After double digit growth rates, China is taking it easy. By Bertel Schmitt, CEO Sinamotive Group (HK) Limited.
When times were good, the big automakers looked at China as a threat. When auto sales plummeted in the U.S., and fell in Europe, automakers looked to China to save their bacon. China won't disappoint. But it can't save them all. Sales figures just released by the China Association of Automobile Manufacturers, say that passenger vehicle sales in China fell for a second month in a row in September. They dropped 1.4% from the same period in the prior year to 552,800 vehicles. There are worries about a demand slowdown.

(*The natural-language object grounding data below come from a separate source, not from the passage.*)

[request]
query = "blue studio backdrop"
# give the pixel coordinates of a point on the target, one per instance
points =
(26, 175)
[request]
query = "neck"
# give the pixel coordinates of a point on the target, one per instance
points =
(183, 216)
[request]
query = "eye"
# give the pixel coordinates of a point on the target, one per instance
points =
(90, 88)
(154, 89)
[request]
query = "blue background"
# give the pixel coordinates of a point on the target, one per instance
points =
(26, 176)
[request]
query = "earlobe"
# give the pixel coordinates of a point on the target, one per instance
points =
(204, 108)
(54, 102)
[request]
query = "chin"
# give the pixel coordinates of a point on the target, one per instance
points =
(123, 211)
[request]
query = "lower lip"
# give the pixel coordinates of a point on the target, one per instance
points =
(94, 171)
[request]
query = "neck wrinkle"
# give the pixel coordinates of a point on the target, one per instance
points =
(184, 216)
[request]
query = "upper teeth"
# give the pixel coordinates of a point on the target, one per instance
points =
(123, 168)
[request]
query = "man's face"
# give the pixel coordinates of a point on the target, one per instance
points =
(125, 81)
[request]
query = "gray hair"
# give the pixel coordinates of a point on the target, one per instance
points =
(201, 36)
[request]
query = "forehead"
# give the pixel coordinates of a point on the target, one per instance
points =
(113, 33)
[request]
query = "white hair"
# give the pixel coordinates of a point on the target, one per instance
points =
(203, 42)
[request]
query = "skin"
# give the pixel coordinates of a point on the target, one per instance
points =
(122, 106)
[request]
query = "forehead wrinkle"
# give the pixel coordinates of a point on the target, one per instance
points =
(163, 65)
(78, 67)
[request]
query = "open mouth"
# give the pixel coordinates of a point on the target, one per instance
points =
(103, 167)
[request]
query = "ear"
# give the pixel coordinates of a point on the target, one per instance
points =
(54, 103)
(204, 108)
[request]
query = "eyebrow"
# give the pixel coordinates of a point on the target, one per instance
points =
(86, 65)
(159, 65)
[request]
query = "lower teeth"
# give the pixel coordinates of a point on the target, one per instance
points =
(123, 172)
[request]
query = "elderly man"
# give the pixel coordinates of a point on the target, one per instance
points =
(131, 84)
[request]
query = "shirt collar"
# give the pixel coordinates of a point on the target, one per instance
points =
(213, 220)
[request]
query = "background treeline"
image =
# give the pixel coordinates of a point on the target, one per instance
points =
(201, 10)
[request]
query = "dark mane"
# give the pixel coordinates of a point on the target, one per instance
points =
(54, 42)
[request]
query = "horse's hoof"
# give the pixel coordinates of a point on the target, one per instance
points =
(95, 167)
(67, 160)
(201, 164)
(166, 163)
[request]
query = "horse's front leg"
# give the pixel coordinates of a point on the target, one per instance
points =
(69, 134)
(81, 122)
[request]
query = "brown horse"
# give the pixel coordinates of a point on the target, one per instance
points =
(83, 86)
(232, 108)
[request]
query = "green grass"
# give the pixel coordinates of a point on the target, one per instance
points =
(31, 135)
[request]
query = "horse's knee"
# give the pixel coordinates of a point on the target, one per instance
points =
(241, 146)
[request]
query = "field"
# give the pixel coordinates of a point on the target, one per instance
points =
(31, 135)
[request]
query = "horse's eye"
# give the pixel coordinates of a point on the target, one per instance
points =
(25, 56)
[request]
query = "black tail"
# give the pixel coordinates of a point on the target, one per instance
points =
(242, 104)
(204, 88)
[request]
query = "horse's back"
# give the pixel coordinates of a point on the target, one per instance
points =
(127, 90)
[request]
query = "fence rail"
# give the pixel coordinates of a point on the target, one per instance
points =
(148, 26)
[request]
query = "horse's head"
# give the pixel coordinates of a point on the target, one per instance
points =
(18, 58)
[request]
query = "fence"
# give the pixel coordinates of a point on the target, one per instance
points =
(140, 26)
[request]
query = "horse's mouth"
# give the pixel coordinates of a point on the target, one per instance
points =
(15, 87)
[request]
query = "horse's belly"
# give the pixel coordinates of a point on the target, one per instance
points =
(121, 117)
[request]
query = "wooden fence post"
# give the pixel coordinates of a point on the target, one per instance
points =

Still a very healthy rise: 11.4%
Still, sales of passenger vehicles in the January-September period increased by a healthy 11.4% to 5.1 million units. 2007 saw a rise of 21.8%. The September decline in passenger-vehicle sales indicates a full-year sales growth in the single digits. The decline came as a surprise, because September is usually a strong sales month in China, when consumers buy cars ahead of the Golden Week holiday.
Volkswagen AG was the hero. After so-so sales in prior years, VW sold 772,783 vehicles in China from January to September. This amounts to a 13% rise compared to the same period in the prior year. Volkswagen's Audi luxury brand contributed most. Volkswagen China plans to sell a million cars in 2008, which would translate to an increase of 9.8% from the 910,491 vehicles in the yedar before. According to VW's Finance Director, Volkswagen plans, for the first time in history, to sell more cars in China than in its home market Germany in 2008.
No saturation in sight.
The shift into lower gears doesn't mean that a saturation of the Chinese auto market would be near. China just started when it comes to cars. In 2007, the total number of vehicles in China was 57 million units. That total also counts 14.68 million three-wheeled vehicles and low-speed vans. As it stands, China's vehicle ownership per thousand populations is below 50. The number is 740 in the United States, and more than 500 in Europe. It will take a long time for China to reach saturation. Total world output is 69 million cars per year. Even if the whole world would produce cars for China only, it would take more than ten years to bring China's market to saturation.